Charles County residents who remember milking Annie on a school trip to the Accokeek farm would find that Opal requires a slightly different technique, which Watts demonstrated — beginning with a gentle pinch with thumb and forefinger at the base of the udder. It’s a technique that’s quickly learned, however.
“All the Jerseys we’ve had have had an excellent temperament,” said Watts, who has been at the farm since the late 1970s. “And we don’t need that much milk. We just need enough milk for the kids to see.”
Opal and Annie are milked twice a day, at around 8 a.m. and 6 p.m., often by students visiting the farm for day-long or overnight programs.
The farm is a showpiece of the Alice Ferguson Foundation, which was established in 1954 by Alice’s husband, Henry, to preserve the farm and surrounding property, which includes the Fergusons’ home atop a hill with a stunning view of the Potomac, and a log cabin that remains a popular tourist attraction.
The Fergusons’ property originally extended to the Potomac River, but in 1968 the foundation donated the riverfront land to the National Park Service for the establishment of Piscataway Park. Today, the foundation oversees 330 acres of farmland and forested trails.
Opal and Annie share the farm with two Boer goats named Dot and Dash, several sheep, a donkey and a pig, several chickens, and two cats named Alice and Fergie that, not surprisingly, love to hang around the dairy barn during the milking.
“Mrs. Ferguson, when she bought this place in 1922 or so, she tackled the agriculture,” Watts said. “She wanted to do everything state-of-the-art, and just dabbled in all kinds of things. Besides crops of various kinds, she had dairy cows and horses — she loved riding.”
Ferguson, a painter who trained at the Corcoran School of Art, designed and built the dairy barn herself, installing hot-water sinks and stanchions for six cows, although it is not known whether the farm ever had that many cows at once.
Many Charles County adults remember with fondness their school trips to the farm — at one time, all fifth graders in the Charles County public school system visited the farm as part of their environmental education. Since the opening of the school system’s Nanjemoy Creek Environmental Education Center, however, trips to Hard Bargain Farm have become an optional activity.
Even so, an average of 10,000 students a year participate in the foundation’s agricultural, environmental and arts programs that include nature hikes and trash cleanup activities along the Potomac waterfront.
Many classes are held in the foundation’s new Living Building Education Center, the only structure of its kind in Maryland.
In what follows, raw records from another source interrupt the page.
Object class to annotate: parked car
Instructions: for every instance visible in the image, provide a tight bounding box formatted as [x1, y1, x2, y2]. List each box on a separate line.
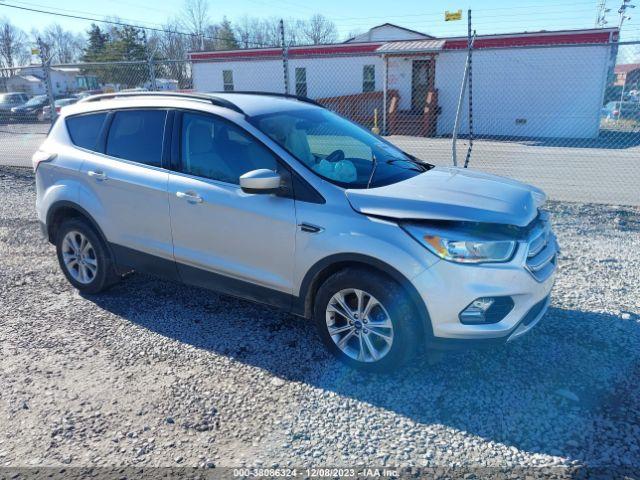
[11, 95, 49, 122]
[33, 93, 558, 370]
[0, 92, 29, 122]
[601, 101, 640, 120]
[42, 98, 79, 120]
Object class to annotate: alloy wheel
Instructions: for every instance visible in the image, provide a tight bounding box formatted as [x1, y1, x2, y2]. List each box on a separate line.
[62, 230, 98, 285]
[326, 288, 393, 362]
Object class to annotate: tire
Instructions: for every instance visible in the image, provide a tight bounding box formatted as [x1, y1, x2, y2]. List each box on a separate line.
[56, 218, 119, 294]
[313, 268, 422, 372]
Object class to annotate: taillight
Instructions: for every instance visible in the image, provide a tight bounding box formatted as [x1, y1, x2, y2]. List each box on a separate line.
[31, 150, 58, 171]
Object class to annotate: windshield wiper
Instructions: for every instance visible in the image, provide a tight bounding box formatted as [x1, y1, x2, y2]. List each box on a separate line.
[367, 153, 378, 188]
[385, 158, 429, 172]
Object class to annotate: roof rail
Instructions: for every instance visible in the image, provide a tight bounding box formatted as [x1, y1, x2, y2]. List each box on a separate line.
[78, 92, 246, 115]
[211, 90, 326, 108]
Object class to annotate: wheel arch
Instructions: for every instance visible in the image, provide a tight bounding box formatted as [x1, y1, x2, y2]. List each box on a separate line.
[294, 253, 433, 336]
[46, 200, 115, 259]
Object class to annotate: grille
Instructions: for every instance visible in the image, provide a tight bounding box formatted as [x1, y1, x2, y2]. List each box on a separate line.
[527, 217, 558, 282]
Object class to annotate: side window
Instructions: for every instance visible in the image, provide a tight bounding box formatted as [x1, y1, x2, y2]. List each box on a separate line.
[180, 112, 278, 185]
[106, 110, 167, 167]
[67, 112, 107, 150]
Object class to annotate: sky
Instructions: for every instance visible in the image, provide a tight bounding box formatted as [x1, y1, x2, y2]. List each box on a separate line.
[0, 0, 640, 40]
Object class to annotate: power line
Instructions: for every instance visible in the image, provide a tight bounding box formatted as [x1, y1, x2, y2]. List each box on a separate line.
[342, 2, 604, 20]
[0, 3, 273, 47]
[5, 0, 170, 28]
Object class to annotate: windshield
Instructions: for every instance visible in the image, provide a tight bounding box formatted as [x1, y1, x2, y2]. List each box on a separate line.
[24, 95, 47, 107]
[249, 108, 431, 188]
[0, 93, 17, 103]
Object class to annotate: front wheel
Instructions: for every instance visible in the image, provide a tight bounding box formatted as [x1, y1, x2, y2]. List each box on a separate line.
[314, 269, 420, 371]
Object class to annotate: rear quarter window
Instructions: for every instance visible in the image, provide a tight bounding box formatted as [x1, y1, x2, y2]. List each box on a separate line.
[67, 112, 107, 150]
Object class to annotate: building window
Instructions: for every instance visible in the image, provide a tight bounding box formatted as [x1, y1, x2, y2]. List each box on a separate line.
[362, 65, 376, 93]
[296, 67, 307, 97]
[222, 70, 233, 92]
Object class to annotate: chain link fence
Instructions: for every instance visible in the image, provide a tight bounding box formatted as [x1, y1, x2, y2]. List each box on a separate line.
[0, 40, 640, 205]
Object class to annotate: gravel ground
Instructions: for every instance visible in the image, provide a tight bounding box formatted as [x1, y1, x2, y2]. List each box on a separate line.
[0, 167, 640, 474]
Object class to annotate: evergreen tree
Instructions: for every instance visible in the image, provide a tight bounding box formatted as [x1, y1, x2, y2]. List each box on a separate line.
[217, 17, 239, 50]
[82, 23, 109, 62]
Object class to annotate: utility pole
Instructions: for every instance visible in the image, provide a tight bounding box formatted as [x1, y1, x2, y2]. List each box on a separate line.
[618, 0, 636, 30]
[142, 30, 157, 92]
[280, 19, 289, 95]
[37, 37, 58, 123]
[595, 0, 611, 28]
[464, 9, 476, 168]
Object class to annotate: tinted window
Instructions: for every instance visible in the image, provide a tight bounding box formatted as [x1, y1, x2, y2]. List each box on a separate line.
[67, 113, 107, 150]
[181, 113, 278, 185]
[106, 110, 167, 167]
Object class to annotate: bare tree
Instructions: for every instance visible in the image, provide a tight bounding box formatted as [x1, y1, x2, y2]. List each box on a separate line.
[235, 16, 304, 48]
[0, 18, 29, 67]
[42, 23, 85, 63]
[180, 0, 210, 50]
[302, 13, 338, 45]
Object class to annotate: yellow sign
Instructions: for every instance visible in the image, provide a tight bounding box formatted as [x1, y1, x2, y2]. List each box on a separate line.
[444, 10, 462, 22]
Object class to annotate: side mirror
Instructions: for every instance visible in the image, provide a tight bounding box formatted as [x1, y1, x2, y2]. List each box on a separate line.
[240, 168, 282, 193]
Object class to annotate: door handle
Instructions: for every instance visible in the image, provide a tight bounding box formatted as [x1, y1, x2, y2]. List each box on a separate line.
[176, 192, 202, 203]
[87, 170, 108, 181]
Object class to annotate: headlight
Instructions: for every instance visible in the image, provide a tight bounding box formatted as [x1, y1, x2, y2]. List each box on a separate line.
[403, 225, 516, 263]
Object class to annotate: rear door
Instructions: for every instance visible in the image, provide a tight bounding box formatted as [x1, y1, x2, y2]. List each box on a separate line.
[81, 109, 176, 278]
[169, 112, 296, 305]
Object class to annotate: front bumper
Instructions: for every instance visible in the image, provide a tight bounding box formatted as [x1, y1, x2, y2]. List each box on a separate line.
[413, 238, 557, 345]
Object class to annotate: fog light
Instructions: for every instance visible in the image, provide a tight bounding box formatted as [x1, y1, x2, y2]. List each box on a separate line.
[459, 297, 513, 325]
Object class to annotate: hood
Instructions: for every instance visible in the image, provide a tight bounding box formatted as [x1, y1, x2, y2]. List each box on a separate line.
[346, 167, 546, 227]
[11, 105, 37, 112]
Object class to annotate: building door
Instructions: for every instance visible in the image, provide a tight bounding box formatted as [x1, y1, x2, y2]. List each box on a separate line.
[411, 60, 431, 113]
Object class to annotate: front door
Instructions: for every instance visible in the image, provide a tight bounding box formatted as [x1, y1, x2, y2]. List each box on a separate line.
[411, 60, 431, 113]
[169, 112, 296, 305]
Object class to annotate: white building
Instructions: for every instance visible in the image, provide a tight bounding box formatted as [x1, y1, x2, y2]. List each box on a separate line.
[7, 65, 89, 96]
[190, 24, 618, 138]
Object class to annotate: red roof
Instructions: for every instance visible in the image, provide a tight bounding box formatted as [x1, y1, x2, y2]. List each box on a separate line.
[614, 63, 640, 73]
[190, 29, 618, 60]
[190, 43, 382, 60]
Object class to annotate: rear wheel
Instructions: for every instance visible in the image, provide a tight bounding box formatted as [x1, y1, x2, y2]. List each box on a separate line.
[314, 269, 420, 371]
[56, 219, 118, 293]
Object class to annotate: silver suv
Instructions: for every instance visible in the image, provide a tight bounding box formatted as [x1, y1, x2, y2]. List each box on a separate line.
[33, 93, 557, 370]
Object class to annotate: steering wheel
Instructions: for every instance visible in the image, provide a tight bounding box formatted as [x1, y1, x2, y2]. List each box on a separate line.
[325, 150, 344, 163]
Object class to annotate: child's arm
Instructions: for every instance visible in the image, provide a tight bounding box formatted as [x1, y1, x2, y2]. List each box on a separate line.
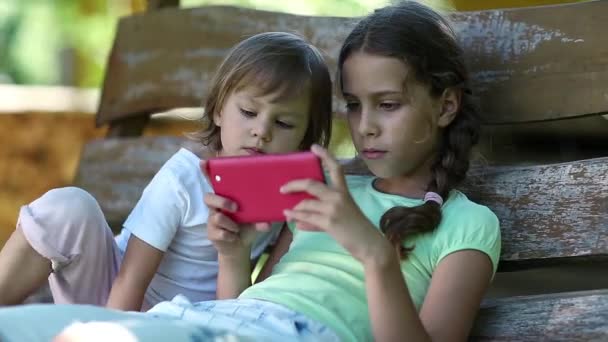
[204, 193, 270, 299]
[106, 235, 164, 311]
[281, 148, 492, 341]
[255, 224, 293, 283]
[364, 249, 492, 341]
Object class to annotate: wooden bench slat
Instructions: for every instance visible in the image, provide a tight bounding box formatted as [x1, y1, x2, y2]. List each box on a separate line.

The solar-powered wooden building was constructed primarily from non-toxic materials sourced as close to the farm as possible, and has the ability to produce as much fresh water as it consumes.
During the summer months, its solar panels produce more electricity than the building requires and the foundation is able to sell the excess electricity.
“This building is a built solution to an environmental challenge,” said Suzanne Hogan, the foundation’s director of institutional development. “The idea is that it isn’t just what comes out of the tailpipe, that there are solutions to our environmental challenges in basically every facet of our lives, including the buildings we live in and the ways we live in them.”
Hogan said that in addition to renovating the farm’s signature barn — now painted blue to more closely resemble its appearance in Alice Ferguson’s time — and a new lodge, the foundation is also in the process of changing its membership model and scheduling new community engagement activities such as star-gazing parties on the lawn.
Hogan said that the public response to new programs has been overwhelmingly positive, with registrations filling up fast after spreading by word of mouth.
“Seeing how people are responding to some of the opportunities, we’re going to continue to tweak [our programs] because we really want people to be able to come back to Hard Bargain Farm,” Hogan said. “We know people want to.”
That’s good news for Opal and Annie, who can look forward to many more years of excited young Charles County students who are eager to meet them.